Emek Partisi (EMEP) Genel Yönetim Kurulu (GYK), 14-28 Mayıs seçimlerini değerlendirdi.

Yapılan açıklamada, tek adam yönetiminin sanayi merkezlerindeki desteğini ciddi oranda kaybetmesine karşın, siyasal İslamcı akımların güçlü olduğu merkezlerde oy farkını elde ettiği ifade edildi.

"ERDOĞAN OY FARKINI 5 YERDE KAZANDI"

Cumhurbaşkanı seçimlerinin ikinci turunda Erdoğan ve Kılıçdaroğlu arasındaki oy farkının 2 milyon 329 bin 865 olduğuna dikkat çekilen açıklamada, “Bu farkın 2 milyonluk bölümünün yuvarlak hesaplamayla (Konya 600 bin, Kayseri 400 bin, Sivas 300 bin, Kahramanmaraş 300 bin ve yurt dışı 400 bin olmak üzere) 5 merkezden sağlanmış olması; aradaki farkın tarihsel olarak siyasal İslamcı tarikatlar başta olmak üzere gerici akımların etkili olduğu bölgelerden kaynaklandığını göstermektedir” denildi.

Burada hayat pahalılığının tepkisini kıracak iktidar hamlelerinin yanı sıra Millet İttifakının mücadeleyi gerileten pozisyonunun da etkili olduğuna dikkat çeken EMEP, önümüzdeki dönem başta Emek ve Özgürlük İttifakının büyütülmesi olmak üzere mücadele çağrısında bulundu.

Açıklamada, “Millet İttifakı, ezilen ve sömürülen sınıfların tek adam yönetiminin saldırılarına karşı ve talepleri etrafında örgütlenmesini ve mücadelesini engelleme, en geri düzeyde tutma çizgisini izledi. Partimiz, burjuva muhalefetin platformuna ve ‘Bekleyin, seçimlerde kaybedecek ve her şey düzelecek’ çağrılarına karşı mücadele etmesine karşın, burjuva muhalefetin bu çağrıları kitlelerin sadece geri kesimlerini değil ileri kesimlerini de etkiledi” denildi.

Türkiye’nin ekonomik ve siyasal anlamda zor bir döneme girdiğine dikkat çeken EMEP, bu süreçte “tek adam yönetimi ile ezilen ve sömürülen kitleler arasındaki mücadelenin, ezen ve ezilen, sömüren ve sömürülen sınıflar arasındaki güçler ilişkisinin ve aralarındaki mücadelenin” belirleyici olacağını vurguladı.

AKP’nin 7 puan oy kaybettiği seçimlerin tek adam yönetimi için “zafer”, muhalefet için ise “ağır yenilgi, hezimet” gibi açıklanamayacağı belirtilen açıklamada, şu tespitler yer aldı:

“Erdoğan ve ortaklarının iktidarı ne kadar elde tutabilecekleri belli değildir.

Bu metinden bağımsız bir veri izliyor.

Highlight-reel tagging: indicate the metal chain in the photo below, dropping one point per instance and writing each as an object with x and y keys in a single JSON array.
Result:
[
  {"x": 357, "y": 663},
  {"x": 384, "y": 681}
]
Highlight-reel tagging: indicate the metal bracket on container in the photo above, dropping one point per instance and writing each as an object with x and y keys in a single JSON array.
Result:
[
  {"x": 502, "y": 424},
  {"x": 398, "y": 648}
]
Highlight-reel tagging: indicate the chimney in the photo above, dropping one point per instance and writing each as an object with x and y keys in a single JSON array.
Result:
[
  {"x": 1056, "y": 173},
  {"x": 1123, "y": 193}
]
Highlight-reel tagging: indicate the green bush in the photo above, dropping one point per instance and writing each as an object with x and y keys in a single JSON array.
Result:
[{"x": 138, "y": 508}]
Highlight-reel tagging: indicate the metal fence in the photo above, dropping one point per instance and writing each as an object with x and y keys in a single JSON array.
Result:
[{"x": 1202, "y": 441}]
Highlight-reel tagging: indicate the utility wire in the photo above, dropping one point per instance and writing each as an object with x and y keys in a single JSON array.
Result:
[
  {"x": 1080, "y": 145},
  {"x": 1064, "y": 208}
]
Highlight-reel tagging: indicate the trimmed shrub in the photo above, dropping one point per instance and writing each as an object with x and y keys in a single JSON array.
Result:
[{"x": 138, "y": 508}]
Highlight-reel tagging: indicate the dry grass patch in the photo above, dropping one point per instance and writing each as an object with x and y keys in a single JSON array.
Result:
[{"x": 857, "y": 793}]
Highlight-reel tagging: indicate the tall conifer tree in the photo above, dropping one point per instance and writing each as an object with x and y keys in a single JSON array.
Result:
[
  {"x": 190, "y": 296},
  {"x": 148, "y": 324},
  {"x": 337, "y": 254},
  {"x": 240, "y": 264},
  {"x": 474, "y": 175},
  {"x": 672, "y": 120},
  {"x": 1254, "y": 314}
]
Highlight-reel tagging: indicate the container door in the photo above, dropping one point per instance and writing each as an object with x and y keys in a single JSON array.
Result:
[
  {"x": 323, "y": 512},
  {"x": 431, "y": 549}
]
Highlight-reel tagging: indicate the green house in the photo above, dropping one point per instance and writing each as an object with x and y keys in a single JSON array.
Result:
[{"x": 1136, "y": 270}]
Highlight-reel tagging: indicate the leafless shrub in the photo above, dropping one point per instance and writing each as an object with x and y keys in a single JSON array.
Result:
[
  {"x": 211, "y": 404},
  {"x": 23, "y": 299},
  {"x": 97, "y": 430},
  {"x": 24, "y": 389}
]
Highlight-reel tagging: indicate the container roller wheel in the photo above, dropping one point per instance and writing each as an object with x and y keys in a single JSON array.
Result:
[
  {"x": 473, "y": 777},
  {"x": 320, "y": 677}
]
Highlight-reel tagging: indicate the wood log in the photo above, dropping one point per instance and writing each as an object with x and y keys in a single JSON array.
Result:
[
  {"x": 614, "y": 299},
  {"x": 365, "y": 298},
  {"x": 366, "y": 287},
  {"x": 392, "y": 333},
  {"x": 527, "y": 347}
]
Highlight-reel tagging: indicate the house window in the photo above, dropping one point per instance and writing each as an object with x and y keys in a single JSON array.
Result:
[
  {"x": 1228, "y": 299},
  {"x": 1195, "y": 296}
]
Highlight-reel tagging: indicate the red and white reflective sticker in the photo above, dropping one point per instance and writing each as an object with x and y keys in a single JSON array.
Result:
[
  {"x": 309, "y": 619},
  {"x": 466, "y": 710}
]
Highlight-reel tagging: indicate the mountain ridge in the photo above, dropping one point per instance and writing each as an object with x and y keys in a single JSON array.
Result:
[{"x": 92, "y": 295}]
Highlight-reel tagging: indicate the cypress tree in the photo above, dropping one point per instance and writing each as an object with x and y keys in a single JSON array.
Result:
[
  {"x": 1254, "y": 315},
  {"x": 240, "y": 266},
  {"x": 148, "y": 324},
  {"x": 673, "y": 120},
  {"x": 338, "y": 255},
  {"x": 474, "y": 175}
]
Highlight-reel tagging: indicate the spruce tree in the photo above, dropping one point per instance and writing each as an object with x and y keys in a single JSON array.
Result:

Arkasındaki tekelci güçlerin çıkarlarını ve seçimleri kazanmayı önceleyen ekonomik politika sürdürülemez bir noktaya gelmiştir. Ülkenin yarısını her koşulda karşısında bulacak bir iktidar olduğu seçimlerde bir kere daha ortaya çıkmıştır. Uluslararası koşullar da emperyalizme bağımlılığın etkisiyle giderek daha zorlayıcı yönde ağırlaşmaktadır.”

"SANDIKÇILIK" MÜCADELEYİ GERİLETTİ

Açıklamada, tek adam yönetiminin seçimleri kazanmasında, ezilen ve sömürülen kitleleri somut talepleri etrafında birleştirecek ve harekete geçirecek kapsamda bir mücadele ve seçim ittifakının yeter düzeyde kurulamamasının başlıca neden olduğu belirtildi. Devamında ise şu değerlendirme yer aldı:

“Millet İttifakının seçim platformu; görünürde bile ezilen ve sömürülen sınıf ve tabakaların acil taleplerine asgari düzeyde de olsa yer vermiyor; emperyalist ve yerli tekellerin çıkarlarını önceleyen ve ‘güçlendirilmiş parlamenter sistem’ olarak niteledikleri bir politik rejimin kurulmasını temel alıyor; çelişkileri ve parçalı yapısıyla kitlelerin giderek genişleyen kesimlerinin desteğini alamıyor ve güvenini kazanamıyordu.

Millet İttifakı, ezilen ve sömürülen sınıfların tek adam yönetiminin saldırılarına karşı ve talepleri etrafında örgütlenmesini ve mücadelesini engelleme, en geri düzeyde tutma çizgisini izledi. Partimiz, burjuva muhalefetin platformuna ve ‘Bekleyin, seçimlerde kaybedecek ve her şey düzelecek’ çağrılarına karşı mücadele etmesine karşın, burjuva muhalefetin bu çağrıları kitlelerin sadece geri kesimlerini değil ileri kesimlerini de etkiledi.”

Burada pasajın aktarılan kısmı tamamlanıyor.